General Flashcards
What is Z Score
used for data that is of normal distribution, just tells you how many standard distributions away from the mean a point is
What is Z distribution
this is a normal distribution
What is Standard Deviation
The average deviation from the mean in a distribution
What is Variance
The Standard Deviation, Squared
Interactively edit a data frame
fix() or edit()
See data type of object
class()
See Data type of column
you can use class(Dataframe$columnname)
Return subset of dataframe that meets certain conditions
subset(Dataframe, Dataframe[, 2] == ‘Hamel’)
What is the kurtosis and skew of normal distribution
kurtosis = 3, skew = 0
Interpret Kurtosis
if kurtosis > 3 then has a sharper peak
if kurtosis < 3 then has flatter peak
Interpret Skew
If skewness is less than −1 or greater than +1, the distribution is highly skewed.
If skewness is between −1 and −½ or between +½ and +1, the distribution is moderately skewed.
If skewness is between −½ and +½, the distribution is approximately symmetric.

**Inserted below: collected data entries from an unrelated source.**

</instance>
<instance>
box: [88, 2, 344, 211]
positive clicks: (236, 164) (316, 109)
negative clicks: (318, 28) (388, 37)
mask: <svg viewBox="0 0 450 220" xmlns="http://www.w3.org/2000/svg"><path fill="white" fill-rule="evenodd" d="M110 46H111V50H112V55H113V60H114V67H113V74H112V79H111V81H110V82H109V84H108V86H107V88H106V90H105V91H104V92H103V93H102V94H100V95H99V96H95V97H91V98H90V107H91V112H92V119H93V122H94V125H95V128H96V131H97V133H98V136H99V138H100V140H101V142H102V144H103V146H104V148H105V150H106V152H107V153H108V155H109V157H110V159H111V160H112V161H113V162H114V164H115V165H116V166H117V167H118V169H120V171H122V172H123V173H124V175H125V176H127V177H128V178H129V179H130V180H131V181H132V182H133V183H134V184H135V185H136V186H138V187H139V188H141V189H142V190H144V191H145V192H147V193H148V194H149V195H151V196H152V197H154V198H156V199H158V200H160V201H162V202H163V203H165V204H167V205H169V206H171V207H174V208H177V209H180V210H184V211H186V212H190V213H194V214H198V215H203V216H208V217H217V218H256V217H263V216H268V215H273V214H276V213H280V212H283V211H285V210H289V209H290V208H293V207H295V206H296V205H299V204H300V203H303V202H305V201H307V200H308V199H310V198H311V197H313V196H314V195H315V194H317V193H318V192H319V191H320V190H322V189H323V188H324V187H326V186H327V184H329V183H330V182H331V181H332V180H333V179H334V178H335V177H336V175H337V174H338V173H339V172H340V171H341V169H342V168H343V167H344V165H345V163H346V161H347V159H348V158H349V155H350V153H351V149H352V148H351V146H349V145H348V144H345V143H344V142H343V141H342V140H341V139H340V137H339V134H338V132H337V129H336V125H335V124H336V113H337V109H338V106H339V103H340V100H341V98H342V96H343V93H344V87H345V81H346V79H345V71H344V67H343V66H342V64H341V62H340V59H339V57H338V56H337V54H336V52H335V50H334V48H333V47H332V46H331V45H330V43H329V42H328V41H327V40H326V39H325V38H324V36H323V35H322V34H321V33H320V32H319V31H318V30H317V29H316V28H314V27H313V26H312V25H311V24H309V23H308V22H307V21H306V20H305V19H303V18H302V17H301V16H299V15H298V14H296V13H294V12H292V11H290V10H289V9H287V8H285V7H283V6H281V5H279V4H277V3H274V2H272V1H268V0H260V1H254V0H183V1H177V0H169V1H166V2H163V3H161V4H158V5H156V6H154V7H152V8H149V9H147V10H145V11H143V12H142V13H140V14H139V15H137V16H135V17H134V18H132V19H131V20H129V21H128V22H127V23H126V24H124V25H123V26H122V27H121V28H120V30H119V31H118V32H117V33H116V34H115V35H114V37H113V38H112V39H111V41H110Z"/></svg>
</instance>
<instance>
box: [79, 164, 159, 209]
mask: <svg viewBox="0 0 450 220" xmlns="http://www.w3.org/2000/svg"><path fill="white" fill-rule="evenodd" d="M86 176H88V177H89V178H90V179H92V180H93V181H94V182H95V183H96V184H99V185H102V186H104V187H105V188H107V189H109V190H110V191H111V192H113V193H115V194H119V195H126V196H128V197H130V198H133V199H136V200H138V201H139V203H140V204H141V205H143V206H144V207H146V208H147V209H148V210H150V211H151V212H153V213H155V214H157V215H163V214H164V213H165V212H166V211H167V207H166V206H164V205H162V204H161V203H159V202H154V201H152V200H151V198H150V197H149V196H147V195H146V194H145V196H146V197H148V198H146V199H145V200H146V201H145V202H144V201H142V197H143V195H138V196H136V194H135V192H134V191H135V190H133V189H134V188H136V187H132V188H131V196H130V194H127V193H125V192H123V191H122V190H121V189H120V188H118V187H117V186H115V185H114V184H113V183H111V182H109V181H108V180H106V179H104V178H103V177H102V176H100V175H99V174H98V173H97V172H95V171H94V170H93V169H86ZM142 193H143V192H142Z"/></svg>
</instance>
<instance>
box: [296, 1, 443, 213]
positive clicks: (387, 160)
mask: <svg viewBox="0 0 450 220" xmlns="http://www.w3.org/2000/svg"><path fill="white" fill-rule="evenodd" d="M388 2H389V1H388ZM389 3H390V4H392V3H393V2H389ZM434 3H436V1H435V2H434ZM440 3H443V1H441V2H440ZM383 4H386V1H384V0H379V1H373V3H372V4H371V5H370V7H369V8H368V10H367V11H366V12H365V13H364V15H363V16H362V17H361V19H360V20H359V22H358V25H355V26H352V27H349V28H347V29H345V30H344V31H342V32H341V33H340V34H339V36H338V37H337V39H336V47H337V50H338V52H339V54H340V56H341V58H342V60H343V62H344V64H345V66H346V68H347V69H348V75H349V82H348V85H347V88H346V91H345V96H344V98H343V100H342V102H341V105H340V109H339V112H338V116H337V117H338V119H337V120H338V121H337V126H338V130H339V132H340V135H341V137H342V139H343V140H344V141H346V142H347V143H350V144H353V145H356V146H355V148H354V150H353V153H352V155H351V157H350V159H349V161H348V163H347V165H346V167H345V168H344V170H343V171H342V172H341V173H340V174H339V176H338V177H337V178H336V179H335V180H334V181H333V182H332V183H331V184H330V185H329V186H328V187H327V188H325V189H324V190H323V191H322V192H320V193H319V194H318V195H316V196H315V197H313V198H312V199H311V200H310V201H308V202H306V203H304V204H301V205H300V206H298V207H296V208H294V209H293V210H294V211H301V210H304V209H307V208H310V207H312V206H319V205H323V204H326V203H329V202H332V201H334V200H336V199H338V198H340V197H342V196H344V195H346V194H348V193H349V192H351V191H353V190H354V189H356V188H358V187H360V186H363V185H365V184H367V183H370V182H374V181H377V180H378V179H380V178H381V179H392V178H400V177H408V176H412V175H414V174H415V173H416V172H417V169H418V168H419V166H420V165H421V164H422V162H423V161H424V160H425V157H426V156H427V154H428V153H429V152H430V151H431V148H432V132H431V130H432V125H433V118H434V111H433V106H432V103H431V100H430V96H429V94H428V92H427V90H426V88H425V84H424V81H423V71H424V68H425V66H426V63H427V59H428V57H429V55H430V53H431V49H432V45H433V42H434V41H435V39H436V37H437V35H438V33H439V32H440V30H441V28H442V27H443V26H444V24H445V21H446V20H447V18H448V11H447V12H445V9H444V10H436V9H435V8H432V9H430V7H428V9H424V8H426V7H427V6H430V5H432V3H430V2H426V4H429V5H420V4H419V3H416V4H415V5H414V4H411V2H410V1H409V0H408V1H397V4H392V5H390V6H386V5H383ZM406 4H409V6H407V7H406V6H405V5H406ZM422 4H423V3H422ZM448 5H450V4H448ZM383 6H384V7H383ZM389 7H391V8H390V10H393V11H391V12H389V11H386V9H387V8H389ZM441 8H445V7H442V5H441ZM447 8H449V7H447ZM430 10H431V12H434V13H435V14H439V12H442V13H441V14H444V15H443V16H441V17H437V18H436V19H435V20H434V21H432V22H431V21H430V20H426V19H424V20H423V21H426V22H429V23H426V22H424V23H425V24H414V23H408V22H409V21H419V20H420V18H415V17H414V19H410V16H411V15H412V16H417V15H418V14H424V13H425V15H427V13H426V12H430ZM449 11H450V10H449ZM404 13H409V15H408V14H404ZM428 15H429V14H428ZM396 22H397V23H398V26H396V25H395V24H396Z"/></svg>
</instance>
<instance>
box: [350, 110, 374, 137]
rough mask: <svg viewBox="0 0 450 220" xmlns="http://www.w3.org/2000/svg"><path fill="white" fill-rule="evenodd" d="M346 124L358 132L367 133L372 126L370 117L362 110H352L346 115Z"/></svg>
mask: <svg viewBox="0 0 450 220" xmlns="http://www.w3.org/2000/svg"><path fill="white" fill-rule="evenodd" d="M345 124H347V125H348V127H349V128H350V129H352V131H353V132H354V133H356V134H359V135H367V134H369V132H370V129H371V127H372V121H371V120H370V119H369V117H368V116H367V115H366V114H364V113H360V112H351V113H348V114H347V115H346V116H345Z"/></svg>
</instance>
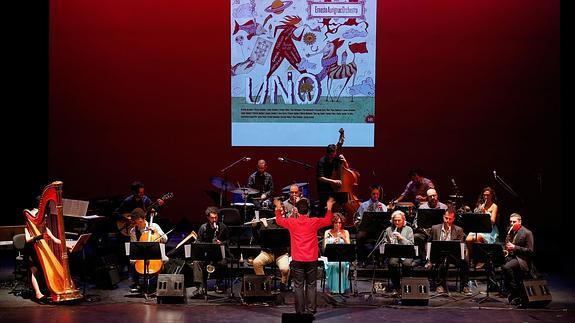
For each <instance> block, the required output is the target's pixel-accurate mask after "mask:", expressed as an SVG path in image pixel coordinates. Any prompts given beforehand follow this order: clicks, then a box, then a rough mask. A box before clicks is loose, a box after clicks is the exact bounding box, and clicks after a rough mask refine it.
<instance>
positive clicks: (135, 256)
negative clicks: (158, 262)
mask: <svg viewBox="0 0 575 323" xmlns="http://www.w3.org/2000/svg"><path fill="white" fill-rule="evenodd" d="M130 259H132V260H144V281H145V282H146V292H145V293H144V297H145V298H146V299H147V298H148V295H149V286H150V283H149V281H148V280H149V277H148V275H149V274H148V265H149V261H150V260H162V251H161V250H160V243H159V242H141V241H136V242H130ZM134 270H136V269H135V268H134Z"/></svg>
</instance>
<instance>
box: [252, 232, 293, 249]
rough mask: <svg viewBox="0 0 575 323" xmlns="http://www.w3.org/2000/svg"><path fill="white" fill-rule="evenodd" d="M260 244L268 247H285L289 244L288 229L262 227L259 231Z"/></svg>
mask: <svg viewBox="0 0 575 323" xmlns="http://www.w3.org/2000/svg"><path fill="white" fill-rule="evenodd" d="M259 240H260V241H259V243H260V246H262V247H265V248H270V249H279V248H287V247H289V246H290V234H289V230H288V229H283V228H280V229H264V230H261V231H260V239H259Z"/></svg>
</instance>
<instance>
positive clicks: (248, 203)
mask: <svg viewBox="0 0 575 323" xmlns="http://www.w3.org/2000/svg"><path fill="white" fill-rule="evenodd" d="M232 207H233V208H235V209H237V210H238V211H240V215H241V217H242V222H248V221H251V220H252V219H253V218H254V217H255V210H256V208H255V205H254V204H253V203H246V202H238V203H232Z"/></svg>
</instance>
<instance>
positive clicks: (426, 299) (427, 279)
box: [401, 277, 429, 305]
mask: <svg viewBox="0 0 575 323" xmlns="http://www.w3.org/2000/svg"><path fill="white" fill-rule="evenodd" d="M401 303H402V304H403V305H428V304H429V280H428V279H427V278H426V277H406V278H402V279H401Z"/></svg>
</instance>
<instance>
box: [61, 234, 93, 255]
mask: <svg viewBox="0 0 575 323" xmlns="http://www.w3.org/2000/svg"><path fill="white" fill-rule="evenodd" d="M91 235H92V234H91V233H85V234H81V235H80V237H78V240H66V247H67V248H68V249H69V250H70V253H74V252H77V251H80V249H81V248H83V246H84V245H85V244H86V242H87V241H88V239H90V236H91Z"/></svg>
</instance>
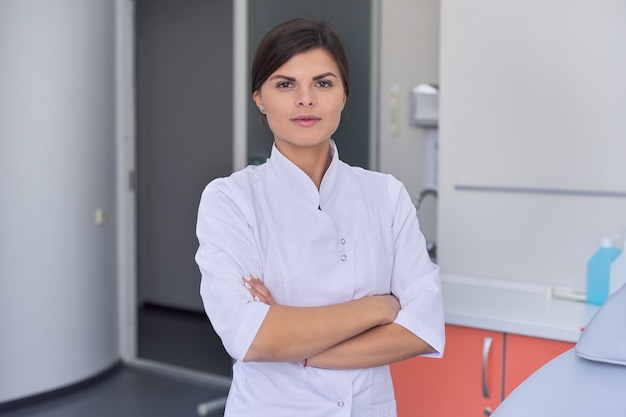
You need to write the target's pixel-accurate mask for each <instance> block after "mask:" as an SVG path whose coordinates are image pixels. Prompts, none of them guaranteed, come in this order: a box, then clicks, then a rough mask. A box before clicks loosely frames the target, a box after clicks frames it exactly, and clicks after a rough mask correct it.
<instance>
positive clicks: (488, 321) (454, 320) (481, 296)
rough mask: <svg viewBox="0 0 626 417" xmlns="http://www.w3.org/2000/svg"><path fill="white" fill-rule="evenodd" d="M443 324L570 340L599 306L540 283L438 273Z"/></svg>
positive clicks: (554, 339) (577, 338)
mask: <svg viewBox="0 0 626 417" xmlns="http://www.w3.org/2000/svg"><path fill="white" fill-rule="evenodd" d="M441 281H442V285H443V302H444V309H445V320H446V323H447V324H453V325H459V326H465V327H473V328H480V329H485V330H493V331H499V332H506V333H514V334H519V335H524V336H533V337H541V338H545V339H553V340H561V341H566V342H573V343H576V342H577V341H578V337H579V336H580V332H581V330H582V329H583V328H584V327H585V326H586V325H587V323H588V322H589V320H590V319H591V317H593V315H594V314H595V313H596V312H597V311H598V309H599V307H597V306H593V305H589V304H586V303H584V302H581V301H573V300H565V299H560V298H555V297H551V296H549V295H547V293H546V286H544V285H540V284H529V283H515V282H508V281H503V280H493V279H484V278H475V277H465V276H459V275H449V274H442V275H441Z"/></svg>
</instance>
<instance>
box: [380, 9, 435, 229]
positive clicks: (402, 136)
mask: <svg viewBox="0 0 626 417" xmlns="http://www.w3.org/2000/svg"><path fill="white" fill-rule="evenodd" d="M439 4H440V0H419V1H415V0H393V1H381V13H380V20H381V23H380V25H381V27H380V43H381V44H380V100H379V103H378V111H379V118H380V123H379V140H380V155H379V160H380V167H379V168H380V171H382V172H388V173H390V174H393V175H394V176H396V177H397V178H398V179H400V180H401V181H402V182H403V183H404V185H405V186H406V188H407V190H408V192H409V194H410V195H411V196H412V197H414V198H415V197H416V196H417V195H418V194H419V193H420V192H421V191H422V190H423V189H424V188H425V187H426V184H427V181H426V175H425V171H426V168H425V167H426V165H427V164H428V163H429V162H430V161H428V160H427V159H426V158H427V155H426V154H427V152H426V140H427V138H426V134H427V131H426V129H423V128H420V127H415V126H412V125H411V124H410V123H409V112H410V110H409V107H410V105H409V91H410V90H411V89H412V88H413V87H415V86H416V85H418V84H420V83H438V82H439ZM394 91H397V93H394ZM393 94H396V95H397V97H396V98H397V102H396V103H397V108H396V111H397V114H396V115H395V116H394V115H393V114H392V113H393V110H392V104H391V103H392V95H393ZM392 119H395V120H396V121H397V122H398V129H397V131H394V129H393V127H392ZM417 215H418V218H419V221H420V227H421V228H422V232H423V233H424V235H425V236H426V239H428V240H433V241H436V240H437V228H436V221H437V201H436V200H435V199H434V198H427V199H424V202H423V204H422V205H421V206H420V210H419V212H418V213H417Z"/></svg>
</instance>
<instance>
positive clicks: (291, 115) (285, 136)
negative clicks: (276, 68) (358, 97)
mask: <svg viewBox="0 0 626 417" xmlns="http://www.w3.org/2000/svg"><path fill="white" fill-rule="evenodd" d="M253 98H254V101H255V102H256V104H257V106H258V107H259V110H261V111H264V112H265V115H266V116H267V122H268V124H269V127H270V129H271V130H272V132H273V133H274V141H275V142H276V146H277V147H278V149H280V150H281V151H283V152H284V151H296V150H297V149H299V148H309V147H316V146H325V145H327V144H328V142H329V141H330V137H331V135H332V134H333V133H334V132H335V131H336V130H337V127H338V126H339V120H340V119H341V111H342V110H343V106H344V104H345V102H346V95H345V94H344V90H343V81H342V79H341V75H340V73H339V68H338V67H337V64H336V63H335V60H334V59H333V57H332V55H330V54H329V53H328V52H327V51H326V50H324V49H313V50H310V51H307V52H303V53H300V54H297V55H294V56H293V57H292V58H291V59H290V60H289V61H287V62H285V64H283V65H282V66H281V67H280V68H278V69H277V70H276V71H275V72H274V73H273V74H272V75H270V77H269V78H268V79H267V81H265V83H263V85H262V86H261V89H260V91H259V90H257V91H255V92H254V93H253Z"/></svg>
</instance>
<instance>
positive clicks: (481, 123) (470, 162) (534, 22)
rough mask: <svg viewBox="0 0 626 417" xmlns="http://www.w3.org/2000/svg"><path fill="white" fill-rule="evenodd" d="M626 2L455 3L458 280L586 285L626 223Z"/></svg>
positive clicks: (450, 104) (454, 266)
mask: <svg viewBox="0 0 626 417" xmlns="http://www.w3.org/2000/svg"><path fill="white" fill-rule="evenodd" d="M624 39H626V3H624V2H621V1H614V0H598V1H593V2H571V1H567V0H548V1H545V0H530V1H521V0H520V1H513V2H499V1H497V0H443V2H442V30H441V85H442V88H441V126H440V133H441V134H440V205H439V208H440V212H439V260H440V263H441V266H442V270H444V272H450V273H459V274H467V275H477V276H489V277H496V278H504V279H512V280H523V281H533V282H540V283H547V284H559V285H568V286H575V287H584V285H585V265H586V262H587V259H588V257H589V256H591V254H592V253H593V252H594V251H595V249H596V247H597V246H598V244H599V241H600V238H601V237H602V236H604V235H609V236H610V235H612V234H614V233H620V232H621V230H622V223H623V222H624V221H625V220H626V164H625V163H624V155H626V118H625V117H624V114H625V113H626V78H625V77H624V76H623V74H625V73H626V44H625V43H624Z"/></svg>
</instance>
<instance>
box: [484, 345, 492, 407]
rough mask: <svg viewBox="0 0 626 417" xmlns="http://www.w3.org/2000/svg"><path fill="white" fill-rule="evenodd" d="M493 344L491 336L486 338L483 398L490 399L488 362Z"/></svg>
mask: <svg viewBox="0 0 626 417" xmlns="http://www.w3.org/2000/svg"><path fill="white" fill-rule="evenodd" d="M491 342H493V339H492V338H491V337H490V336H487V337H485V340H484V341H483V397H485V398H489V387H488V386H487V361H488V359H489V351H490V350H491Z"/></svg>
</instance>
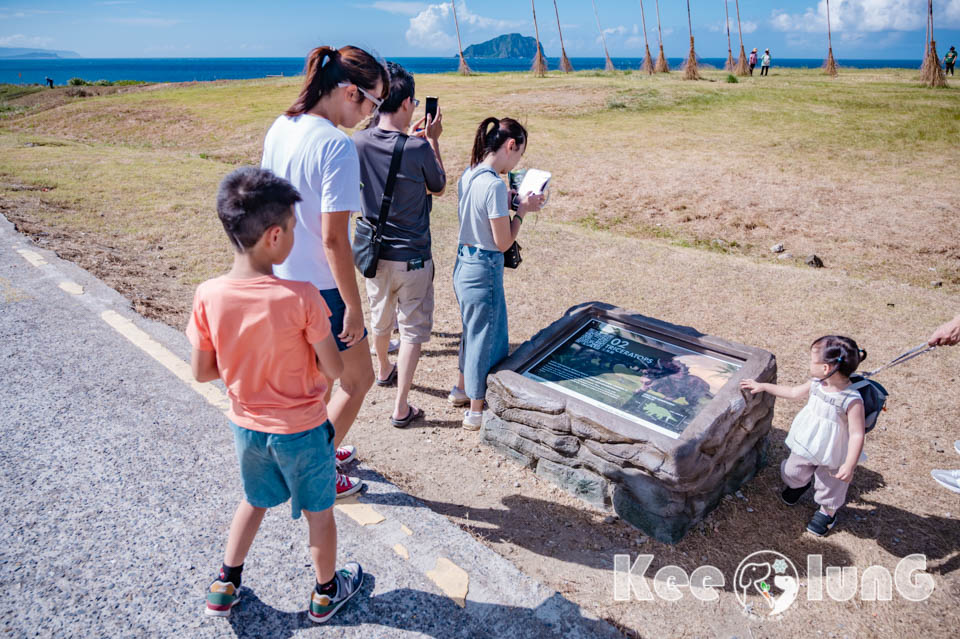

Different type of correlation measurements
- Pearson: when x & y are continous
- Point bi-serial: when 1 var is continous, 1 is dichotomous
- Phi coefficient: when both vars are dichotomous
- Spearman: when both vars are ordinal (ranked data)
Homoscedasticity
Means the residual is not related to the variable
Assumptions when interpreting the Pearson correlation coefficient
- Normal distribution for x and y
- Linear relatinoship
- Homoskedasticity
- Relaibility
- Validity
- Random Sample
What is reliability
how closely does your sample reflect the true population?